Barring some kind of disaster on Thursday, the S&P 500 will enjoy a Golden Cross, where the 50-day average moves above the 200-day average.

This interpretation is kind of a bastardized version of the averages that ostensibly originated in ancient Japan, but Americans, in particular, have an affinity for round numbers, and these two have become the standard.

We've looked at these kinds of technical signals across markets for decades, with the grudging conclusion that they're barely useful. When this triggered in 2019, stocks rallied...then gave it all back, so whether it was successful or not depends on one's time frame.

As streaks go, this was one of the shorter ones.
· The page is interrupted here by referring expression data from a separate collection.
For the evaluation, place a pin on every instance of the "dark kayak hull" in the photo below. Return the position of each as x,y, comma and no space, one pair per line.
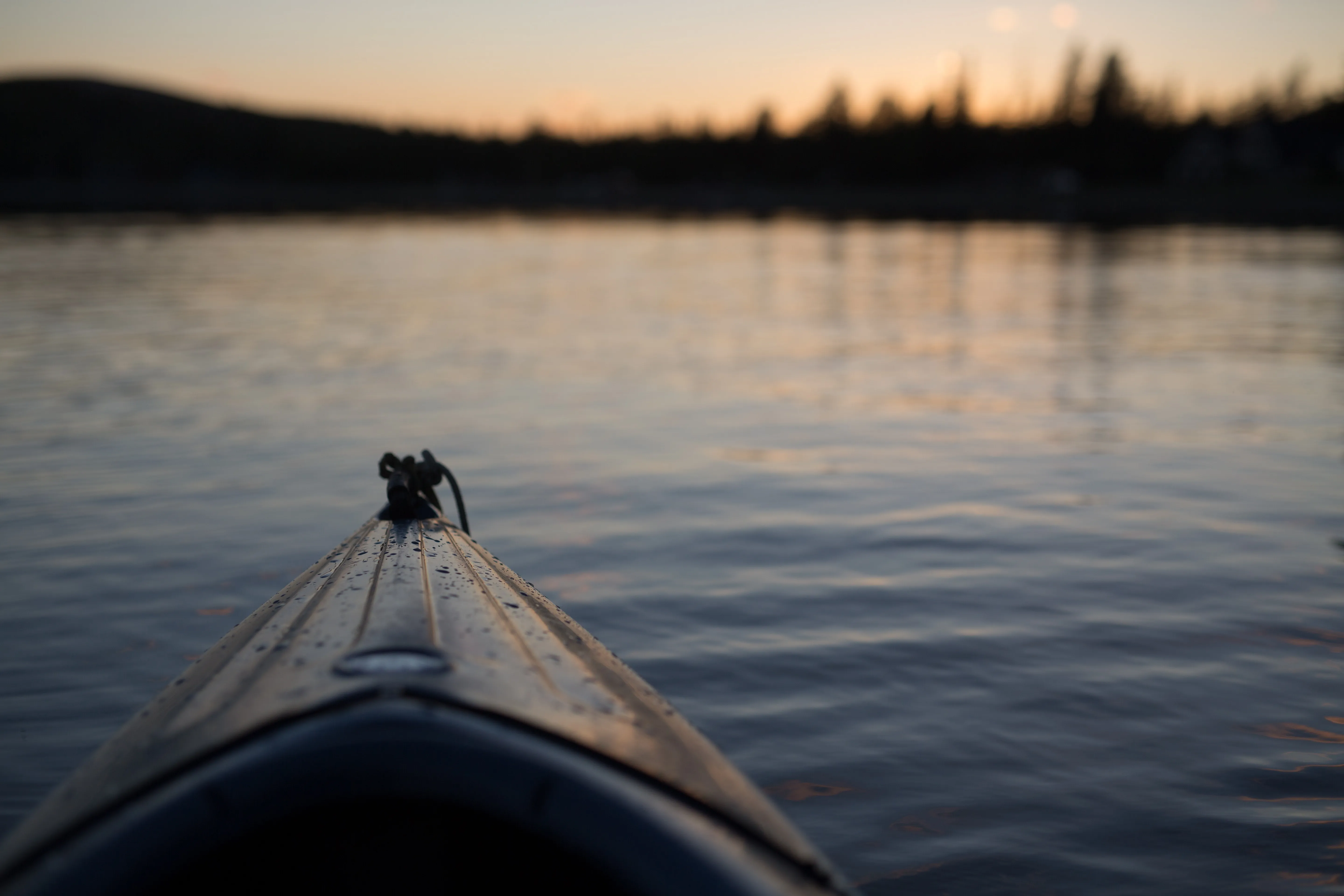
410,683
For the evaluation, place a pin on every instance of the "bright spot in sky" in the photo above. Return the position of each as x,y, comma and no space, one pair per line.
1064,15
1003,19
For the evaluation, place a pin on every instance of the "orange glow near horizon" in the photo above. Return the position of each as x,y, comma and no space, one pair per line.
599,66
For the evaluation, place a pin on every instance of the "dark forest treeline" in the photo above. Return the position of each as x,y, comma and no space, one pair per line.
70,143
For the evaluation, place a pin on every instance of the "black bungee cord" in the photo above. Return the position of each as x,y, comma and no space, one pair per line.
410,481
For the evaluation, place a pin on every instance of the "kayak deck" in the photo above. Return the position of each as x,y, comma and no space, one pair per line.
416,612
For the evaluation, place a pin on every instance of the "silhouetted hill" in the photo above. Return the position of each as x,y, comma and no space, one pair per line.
77,144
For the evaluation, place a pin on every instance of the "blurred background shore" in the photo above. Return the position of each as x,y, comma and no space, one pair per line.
1105,150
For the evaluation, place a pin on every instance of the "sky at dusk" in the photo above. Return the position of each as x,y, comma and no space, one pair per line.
600,65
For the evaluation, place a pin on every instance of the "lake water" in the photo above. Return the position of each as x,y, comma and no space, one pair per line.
1003,555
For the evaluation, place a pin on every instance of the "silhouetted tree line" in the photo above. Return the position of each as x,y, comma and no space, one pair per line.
1107,132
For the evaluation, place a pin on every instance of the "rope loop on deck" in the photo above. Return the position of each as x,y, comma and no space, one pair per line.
409,481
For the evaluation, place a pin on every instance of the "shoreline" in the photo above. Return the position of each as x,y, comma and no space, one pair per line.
1275,205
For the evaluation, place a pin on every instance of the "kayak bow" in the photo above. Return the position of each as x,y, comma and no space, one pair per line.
409,714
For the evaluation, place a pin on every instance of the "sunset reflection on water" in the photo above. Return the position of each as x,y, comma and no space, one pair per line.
1003,554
The 50-day average was below the 200-day for only 70 sessions. The worst declines saw this go for 500 days or longer.

If we further stipulate that both moving averages must be rising, then the table below shows every signal since 1928 when the 50-day was below the 200-day for anywhere between 30 and 90 days.

Future returns were okay. Median returns were about in line with random, and while reward was higher than risk, it wasn't positively skewed enough to consider it a big edge.
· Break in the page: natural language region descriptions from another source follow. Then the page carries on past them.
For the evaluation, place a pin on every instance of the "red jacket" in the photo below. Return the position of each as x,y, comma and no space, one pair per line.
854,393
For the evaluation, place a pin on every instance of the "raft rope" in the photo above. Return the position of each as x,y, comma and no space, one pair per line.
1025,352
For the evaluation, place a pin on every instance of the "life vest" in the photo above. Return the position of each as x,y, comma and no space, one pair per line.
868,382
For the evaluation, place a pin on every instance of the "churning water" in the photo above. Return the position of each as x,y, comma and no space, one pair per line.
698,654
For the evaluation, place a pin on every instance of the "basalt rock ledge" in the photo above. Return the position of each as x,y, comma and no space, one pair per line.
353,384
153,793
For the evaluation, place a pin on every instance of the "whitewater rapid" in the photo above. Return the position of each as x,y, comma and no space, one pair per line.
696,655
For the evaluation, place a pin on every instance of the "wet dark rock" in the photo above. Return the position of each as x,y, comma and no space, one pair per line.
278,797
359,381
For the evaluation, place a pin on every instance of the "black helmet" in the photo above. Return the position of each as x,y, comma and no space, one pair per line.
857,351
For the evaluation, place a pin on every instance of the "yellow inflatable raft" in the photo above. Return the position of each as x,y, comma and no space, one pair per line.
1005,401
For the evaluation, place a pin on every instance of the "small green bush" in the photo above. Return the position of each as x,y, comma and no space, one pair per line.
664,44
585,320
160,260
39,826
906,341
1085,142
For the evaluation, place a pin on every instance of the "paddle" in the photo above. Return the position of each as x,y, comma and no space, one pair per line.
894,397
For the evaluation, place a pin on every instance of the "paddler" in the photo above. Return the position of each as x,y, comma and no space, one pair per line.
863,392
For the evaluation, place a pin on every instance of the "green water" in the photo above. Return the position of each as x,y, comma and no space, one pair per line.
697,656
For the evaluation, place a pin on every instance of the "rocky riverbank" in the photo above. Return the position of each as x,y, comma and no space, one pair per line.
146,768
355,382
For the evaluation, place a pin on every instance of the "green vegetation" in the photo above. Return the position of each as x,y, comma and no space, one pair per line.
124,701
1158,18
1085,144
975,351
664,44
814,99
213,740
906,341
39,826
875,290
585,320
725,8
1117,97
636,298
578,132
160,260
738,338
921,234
This one might be notable for another reason - it reversed what had been a very negative spread between the two averages. The S&P's 50-day average had dropped more than 9% below the 200-day average before reversing.
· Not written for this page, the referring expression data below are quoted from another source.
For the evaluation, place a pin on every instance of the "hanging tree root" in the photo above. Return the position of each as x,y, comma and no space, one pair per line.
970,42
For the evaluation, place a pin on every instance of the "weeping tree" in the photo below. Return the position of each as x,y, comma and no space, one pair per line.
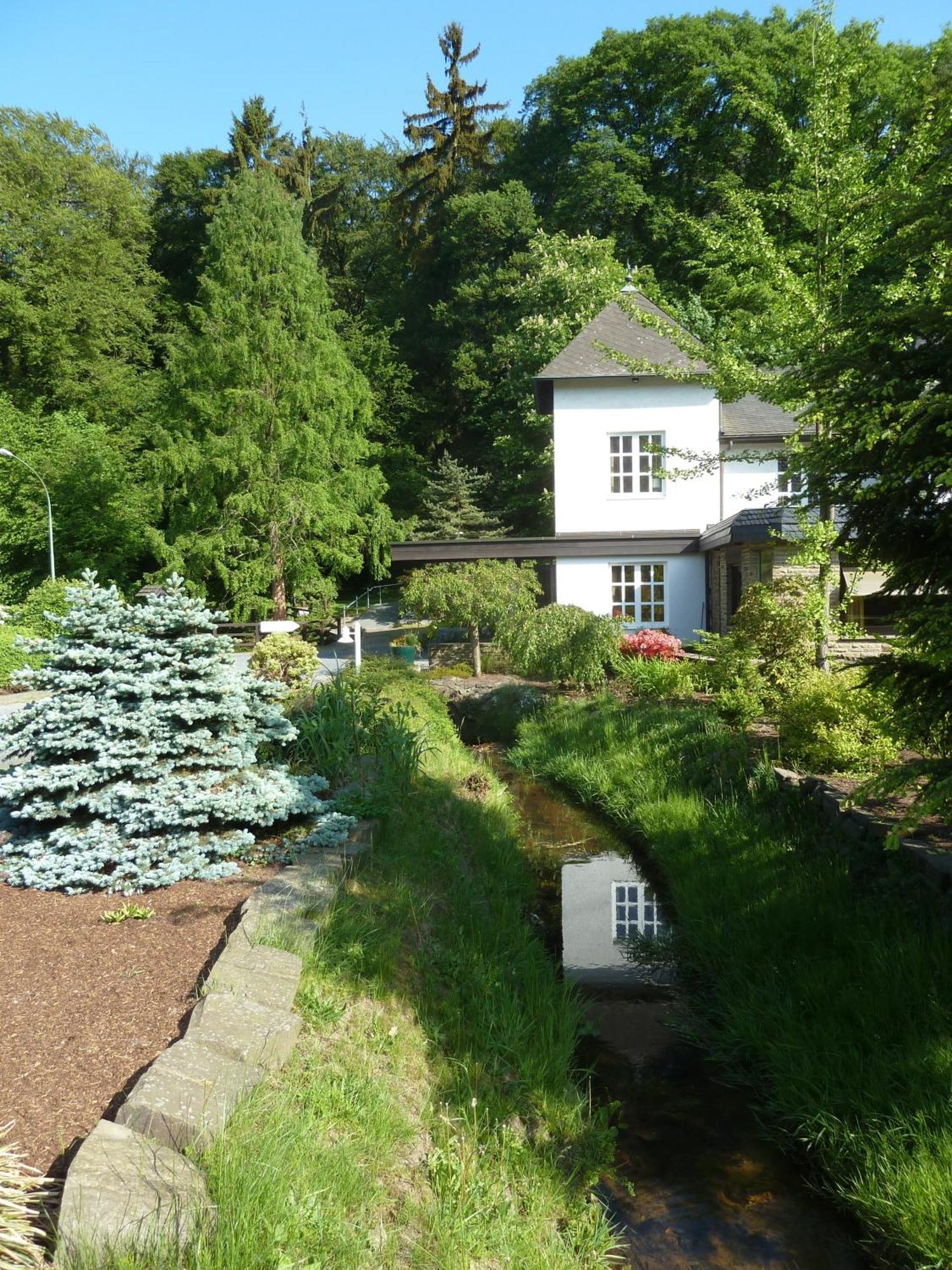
270,491
474,594
142,766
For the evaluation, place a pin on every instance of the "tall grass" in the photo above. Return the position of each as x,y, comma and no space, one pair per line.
827,986
431,1116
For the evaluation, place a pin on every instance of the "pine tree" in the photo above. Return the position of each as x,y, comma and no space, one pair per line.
270,487
450,138
142,766
451,507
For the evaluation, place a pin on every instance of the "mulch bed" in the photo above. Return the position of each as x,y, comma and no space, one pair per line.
88,1005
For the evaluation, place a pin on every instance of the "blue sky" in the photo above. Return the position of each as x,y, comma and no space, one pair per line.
162,76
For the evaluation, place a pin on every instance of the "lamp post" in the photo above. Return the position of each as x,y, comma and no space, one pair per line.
8,454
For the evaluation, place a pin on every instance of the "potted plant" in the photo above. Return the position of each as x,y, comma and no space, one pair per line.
406,647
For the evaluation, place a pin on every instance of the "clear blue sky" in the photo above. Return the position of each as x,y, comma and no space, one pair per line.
162,76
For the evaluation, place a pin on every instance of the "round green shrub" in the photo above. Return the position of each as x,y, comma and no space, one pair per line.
285,660
564,645
832,722
12,657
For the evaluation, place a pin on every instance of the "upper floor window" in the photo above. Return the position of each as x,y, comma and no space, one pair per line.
638,594
637,463
790,486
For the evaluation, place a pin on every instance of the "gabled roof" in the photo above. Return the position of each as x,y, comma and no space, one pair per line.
614,328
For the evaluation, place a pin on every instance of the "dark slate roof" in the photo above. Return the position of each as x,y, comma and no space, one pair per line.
753,420
755,525
616,330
Shorter-term returns were sketchy, but from three months and beyond, mostly positive. This has been particularly positive since 1950, with extremely small risk relative to reward.

We wouldn't put a lot of faith in the Golden Cross by itself. The biggest reason for optimism is that it has reversed what had been a very negative medium- vs long-term trend, and that has led to big gains over the next 6-12 months every time over the past 70 years. During modern times, these signals marked the end of every major bear market. 

EDIT: The following thumbnail chart was added after this post was originally published.

At the same time that the S&P's trend is turning positive, the U.S. dollar's is turning negative. The 50-day average just crossed below the 200-day average.

When this happened for the first time in at least 90 days, the buck had trouble regaining a positive trend.

That was especially true if both moving averages were declining at the time of the cross, as they are now.

These signals preceded some short-term heartburn for the S&P 500, but not much beyond the first couple of months.

Surprisingly, gold didn't benefit that much from further declines in the dollar in the months ahead.

We'd take this potential trend change more as a bad sign for the dollar than as a good (or bad) sign for stocks or gold.